If You Go Hanging Pictures of Chairman Mao, You Ain't Gonna Make It with Anyone Anyhow
Ethical question today. A student of mine just returned from a research trip to China. I donated a bunch of books for her to take (English language books, especially logic books apparently, are in short supply and, when given as gifts at universities, are greatly appreciated). To thank me for the books, the student brought back a poster of Chairman Mao for me. This student shares my love of irony and the poster absolutely drips of it. It is super-cheesy. A smiling Mao with red book in one hand and waving with the other in a fashion that looks more like he is greeting the Fuhrer.
Aside from the fact that something so campy was treated as serious propaganda, it isn't even the real deal. It's a cheap reproduction made to sell to Western tourists. Yes, Mao's image is now an iconic commodity used by enterprising Chinese capitalists. Irony can be so ironic.
The further thought of going to a local craft store and getting a cheap Chinese made plastic frame to put it in only makes me want to giggle more.
But I hesitate to put it up for two reasons. First, this is the man who led the cultural revolution during which so many died unnecessarily. Is it disrespectful to treat this piece of propaganda, real or not, as a joke, to revel blithely in its humorous sense given the current context? Does it trivialize the fate of those innocent people who suffered and those who were killed dismissing their plight for the sake of a laugh? Or could it be that by mocking such cults of personality, I would be making a statement against dictatorship? Would I be honoring their deaths by standing against tyranny or is that just rationalization?

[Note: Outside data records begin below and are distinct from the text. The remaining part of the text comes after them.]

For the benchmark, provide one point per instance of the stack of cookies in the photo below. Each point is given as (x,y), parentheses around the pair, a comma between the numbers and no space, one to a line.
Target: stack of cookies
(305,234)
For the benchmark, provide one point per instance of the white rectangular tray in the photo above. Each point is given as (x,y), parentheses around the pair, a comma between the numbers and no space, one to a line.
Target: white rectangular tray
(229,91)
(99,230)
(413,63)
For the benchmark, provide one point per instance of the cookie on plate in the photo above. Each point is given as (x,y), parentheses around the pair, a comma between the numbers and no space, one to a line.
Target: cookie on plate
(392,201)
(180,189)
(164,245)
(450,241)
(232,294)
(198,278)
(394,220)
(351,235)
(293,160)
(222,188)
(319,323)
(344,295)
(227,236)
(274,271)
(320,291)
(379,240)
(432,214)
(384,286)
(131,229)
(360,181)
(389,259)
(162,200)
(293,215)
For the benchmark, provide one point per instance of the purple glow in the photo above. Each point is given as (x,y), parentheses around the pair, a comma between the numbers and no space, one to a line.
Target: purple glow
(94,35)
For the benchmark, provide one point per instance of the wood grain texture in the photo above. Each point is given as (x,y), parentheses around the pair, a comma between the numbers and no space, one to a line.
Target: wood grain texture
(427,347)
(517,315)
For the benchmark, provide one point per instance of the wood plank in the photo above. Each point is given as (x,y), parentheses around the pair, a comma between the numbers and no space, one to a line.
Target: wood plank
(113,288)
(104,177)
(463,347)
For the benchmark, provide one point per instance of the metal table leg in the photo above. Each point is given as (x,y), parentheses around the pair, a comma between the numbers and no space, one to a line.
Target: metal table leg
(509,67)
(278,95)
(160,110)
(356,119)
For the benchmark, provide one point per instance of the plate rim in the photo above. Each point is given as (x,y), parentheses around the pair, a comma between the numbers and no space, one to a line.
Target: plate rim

Secondly, yeah, it'll give conservative students something to titter about. "He's got a Mao poster hanging in his office. The guy's a complete Commie." While I write this blog and my political views are quite public, still there is the real likelihood that the poster will be misinterpreted as admiration or endorsement of his deeds and methods. Are we responsible for misunderstandings that we know will occur? If one is, say, an artist, and your work will be widely misunderstood, say the biting satire of racism you present is so hip and subtle that you foresee its being lauded by the bigots thinking you are really supporting their cause, are you responsible for the results? If you know your work will be misinterpreted and you produce it anyway, does that knowledge then saddle you with the thing you didn't say?
What do you think? Should the poster hang in my office or not?